Furthermore, general intelligence could learn about the daily habits of each patient, fitting in reminders at times that will maximise adherence. This could all improve not only medical outcomes, but patient’s subjective experience of care.
However, there remains a lot of uncharted territory when it comes to a machine handling our health. For example, whilst robotic tools are currently valuable parts of surgical practice, they make take a more independent role, operating without the direct instruction of a surgeon. What happens if a mistake arises: can a patient sue a robot for malpractice? Traditionally, medical malpractice is thought to be the result of negligence on the part of the doctor. However, the concept of negligence, especially for narrow intelligence, is an awareness inherently lacked by AI. If not the robot, who takes the blame – the doctor overseeing the company manufacturing it, or the specific engineer that designed the algorithm? Another major issue is security – with medical apps likely to take a larger role in our healthcare, who will store, and control, all this data? These questions must be addressed soon if AI is to be fully integrated into care.
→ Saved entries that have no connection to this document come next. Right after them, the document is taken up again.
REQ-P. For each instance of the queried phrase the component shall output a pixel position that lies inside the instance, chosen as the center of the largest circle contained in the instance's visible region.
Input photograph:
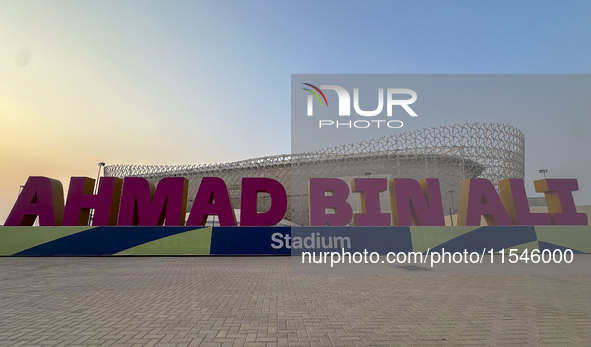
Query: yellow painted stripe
(17, 239)
(192, 242)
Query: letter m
(141, 204)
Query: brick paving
(257, 301)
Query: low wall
(174, 241)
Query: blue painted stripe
(103, 241)
(496, 237)
(246, 240)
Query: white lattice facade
(451, 153)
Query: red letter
(560, 201)
(212, 200)
(515, 201)
(371, 212)
(478, 197)
(417, 203)
(105, 203)
(319, 202)
(249, 198)
(141, 206)
(41, 196)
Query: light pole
(451, 218)
(101, 165)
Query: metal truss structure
(451, 153)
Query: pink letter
(318, 202)
(140, 205)
(251, 187)
(41, 196)
(515, 201)
(105, 203)
(212, 200)
(478, 197)
(417, 203)
(560, 201)
(371, 212)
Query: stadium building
(451, 153)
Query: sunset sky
(190, 82)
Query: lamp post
(451, 218)
(101, 165)
(98, 175)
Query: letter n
(417, 203)
(319, 202)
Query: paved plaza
(257, 301)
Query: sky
(191, 82)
We must also remember that narrow AI relies on the data that we input and that abstractions which are logical to humans are not to machines. For example, dermatologists often use rulers to measure lesions that they suspect are cancerous, and the ruler then features in any photo taken of the lesion which is added to the patient’s medical record. When a series of these images are presented to the machines, they learn to associate the presence of a ruler in a photo of a malignant lesion and the resulting algorithm is more likely to say a lesion was cancerous if a ruler was present, regardless of the appearance of the lesion itself. This means the algorithm may be failing to recognise malignant skin lesions in photos when there is not a ruler. Algorithms may also inherit our bias, resulting from a lack of diversity of the input, such as patient data, used to train AI: white men still dominate within clinical and academic research, as well as accounting for most of the patients involved in clinical trials.
Despite these issues, AI will become prominent in medicine, which places the role of the physician in question.
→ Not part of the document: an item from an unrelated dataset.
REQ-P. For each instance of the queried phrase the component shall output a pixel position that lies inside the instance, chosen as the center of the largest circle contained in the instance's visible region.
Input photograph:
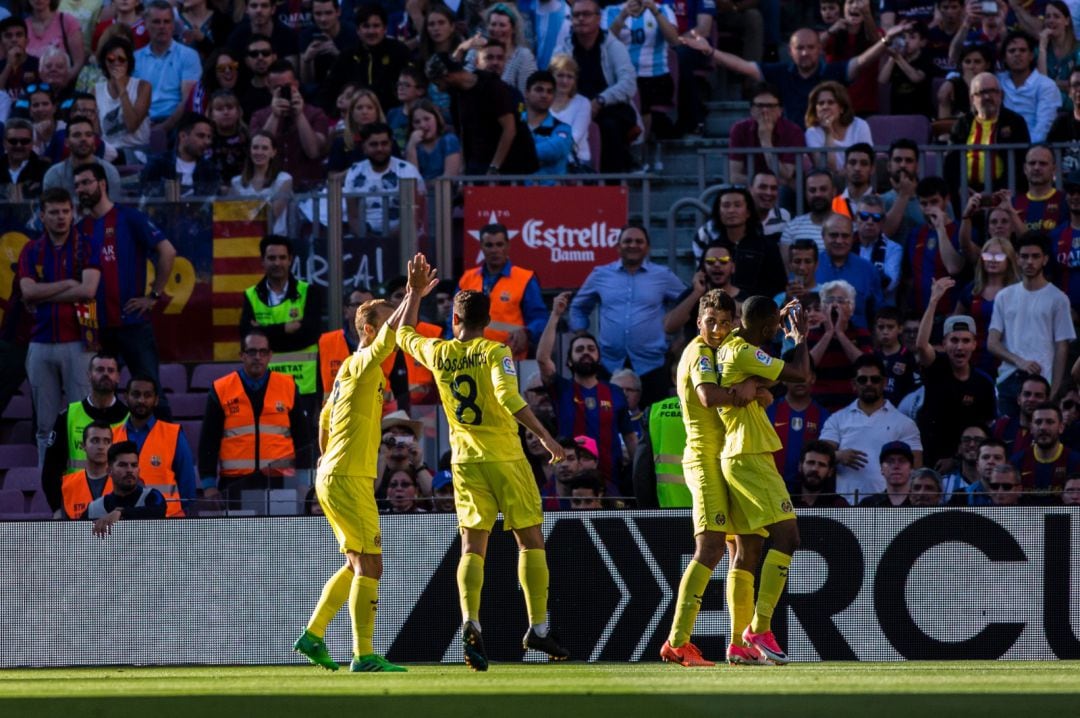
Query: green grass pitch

Will doctors remain relevant when general Intelligence can answer all questions and recommend more effective treatment in a fraction of the time it takes a human? The answer is yes, but physicians will have a remarkably different duty: instead of focusing their time and attention on diagnostics and admin, doctors will be at the side of the patient, providing the human touch of medicine.
It is important to remember that humans are the ones ultimately driving the change in AI – rather than fearing the future, physicians should be prepared to build it.